Enfin, on retrouve Philip Landrgan tout comme Fiorella Belpoggi – ainsi que Melissa Perry, une autre chercheuse du groupe Ramazzini impliquée dans la GGS – dans une structure dont Charles Benbrook a la charge, dénommée Heartland Health Research Alliance (HHRA).
Fondée en 2020 par Benbrook, cette association a comme objectif officiel de « soutenir la recherche visant à déterminer si les herbicides largement répandus affectent la santé reproductive et la santé des enfants ». Plusieurs membres de l’Organic Center font partie des responsables de la HHRA, tout comme une avocate qui travaille chez Weitz & Luxenberg, l’un des principaux cabinets d’avocats… engagés dans les procès sur le Roundup !

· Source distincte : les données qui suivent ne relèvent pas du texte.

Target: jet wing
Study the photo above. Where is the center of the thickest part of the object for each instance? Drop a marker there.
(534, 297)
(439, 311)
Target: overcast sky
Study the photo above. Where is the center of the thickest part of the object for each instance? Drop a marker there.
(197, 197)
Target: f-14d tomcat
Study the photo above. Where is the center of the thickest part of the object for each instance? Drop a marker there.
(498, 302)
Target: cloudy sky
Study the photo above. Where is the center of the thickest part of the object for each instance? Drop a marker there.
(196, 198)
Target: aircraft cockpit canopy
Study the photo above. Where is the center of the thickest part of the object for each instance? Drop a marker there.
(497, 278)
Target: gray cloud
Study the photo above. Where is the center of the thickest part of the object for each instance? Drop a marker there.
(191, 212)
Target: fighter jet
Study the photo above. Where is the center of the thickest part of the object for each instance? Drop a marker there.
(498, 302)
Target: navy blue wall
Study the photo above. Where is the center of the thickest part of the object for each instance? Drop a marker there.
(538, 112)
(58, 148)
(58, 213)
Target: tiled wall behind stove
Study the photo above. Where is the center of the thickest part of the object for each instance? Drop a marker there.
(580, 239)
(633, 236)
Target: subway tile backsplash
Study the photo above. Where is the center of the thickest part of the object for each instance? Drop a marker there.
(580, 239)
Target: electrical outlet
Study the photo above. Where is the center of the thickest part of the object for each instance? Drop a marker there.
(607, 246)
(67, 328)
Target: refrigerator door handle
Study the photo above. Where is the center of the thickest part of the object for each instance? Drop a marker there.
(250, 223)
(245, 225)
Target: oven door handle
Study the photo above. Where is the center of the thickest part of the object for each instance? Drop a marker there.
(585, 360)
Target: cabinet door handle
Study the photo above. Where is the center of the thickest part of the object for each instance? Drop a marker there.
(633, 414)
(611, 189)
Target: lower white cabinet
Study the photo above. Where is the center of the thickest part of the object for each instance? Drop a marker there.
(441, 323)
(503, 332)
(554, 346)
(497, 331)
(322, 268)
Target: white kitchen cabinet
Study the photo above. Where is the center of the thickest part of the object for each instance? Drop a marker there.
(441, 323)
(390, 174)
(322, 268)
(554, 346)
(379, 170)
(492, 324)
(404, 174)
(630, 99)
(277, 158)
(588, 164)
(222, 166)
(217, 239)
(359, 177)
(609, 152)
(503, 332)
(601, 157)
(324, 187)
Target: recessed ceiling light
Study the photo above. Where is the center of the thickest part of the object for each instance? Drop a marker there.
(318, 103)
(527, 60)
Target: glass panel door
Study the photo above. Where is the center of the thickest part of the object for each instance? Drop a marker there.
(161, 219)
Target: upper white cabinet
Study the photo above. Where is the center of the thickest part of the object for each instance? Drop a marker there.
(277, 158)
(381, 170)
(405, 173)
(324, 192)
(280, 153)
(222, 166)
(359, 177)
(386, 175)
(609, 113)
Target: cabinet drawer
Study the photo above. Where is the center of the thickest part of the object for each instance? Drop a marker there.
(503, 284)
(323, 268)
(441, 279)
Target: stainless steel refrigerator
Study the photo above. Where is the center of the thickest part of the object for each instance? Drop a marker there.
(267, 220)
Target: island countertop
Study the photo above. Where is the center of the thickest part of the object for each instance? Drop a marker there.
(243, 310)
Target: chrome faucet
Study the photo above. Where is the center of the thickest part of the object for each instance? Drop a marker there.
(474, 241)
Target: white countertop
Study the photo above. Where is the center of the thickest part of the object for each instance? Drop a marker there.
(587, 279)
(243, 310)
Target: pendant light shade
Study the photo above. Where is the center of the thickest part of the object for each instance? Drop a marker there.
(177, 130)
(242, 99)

Financé grâce au lobby du bio, notamment au travers d’Organic Valley, une entreprise américaine d’aliments bio qui pèse plus de 1 milliard de dollars, la HHRA a ainsi pu lancer son étude « Heartland » qui vise à mesurer pendant plusieurs années les niveaux d’herbicides dans le corps des mères et de leurs enfants. Le fait même que, aux propres dires de Benbrook, l’Institut Ramazzini serait « un partenaire majeur de la HHRA en toxicologie », démontre les liens organiques unissant ces deux structures, concrétisés notamment par un partenariat financier précisément pour la réalisation de la fameuse étude sur le glyphosate qui ne sera publiée qu’en 2024, mais dont les médias français ont déjà dévoilé les soi-disant résultats.
En effet, alors que l’Institut Ramazzini comptait analyser uniquement le glyphosate et la formulation Roundup BioFlow telle qu’on la trouve en Europe, Landrigan a proposé d’inclure un herbicide à base de glyphosate (HBG) utilisé aux États-Unis : « [Melissa] Perry et moi-même avons suggéré à nos collègues de l’Institut Ramazzini d’ajouter le Ranger Pro à la GGS. ».En contrepartie, la HHRA a promis un financement à hauteur de 950 000 dollars, payé sur cinq ans. Offre qui a été acceptée, bien que Belpoggi et Landrigan aient toujours clamé que, au nom de « l’indépendance », la GGS ne serait pas financée par « l’industrie de l’alimentation biologique ».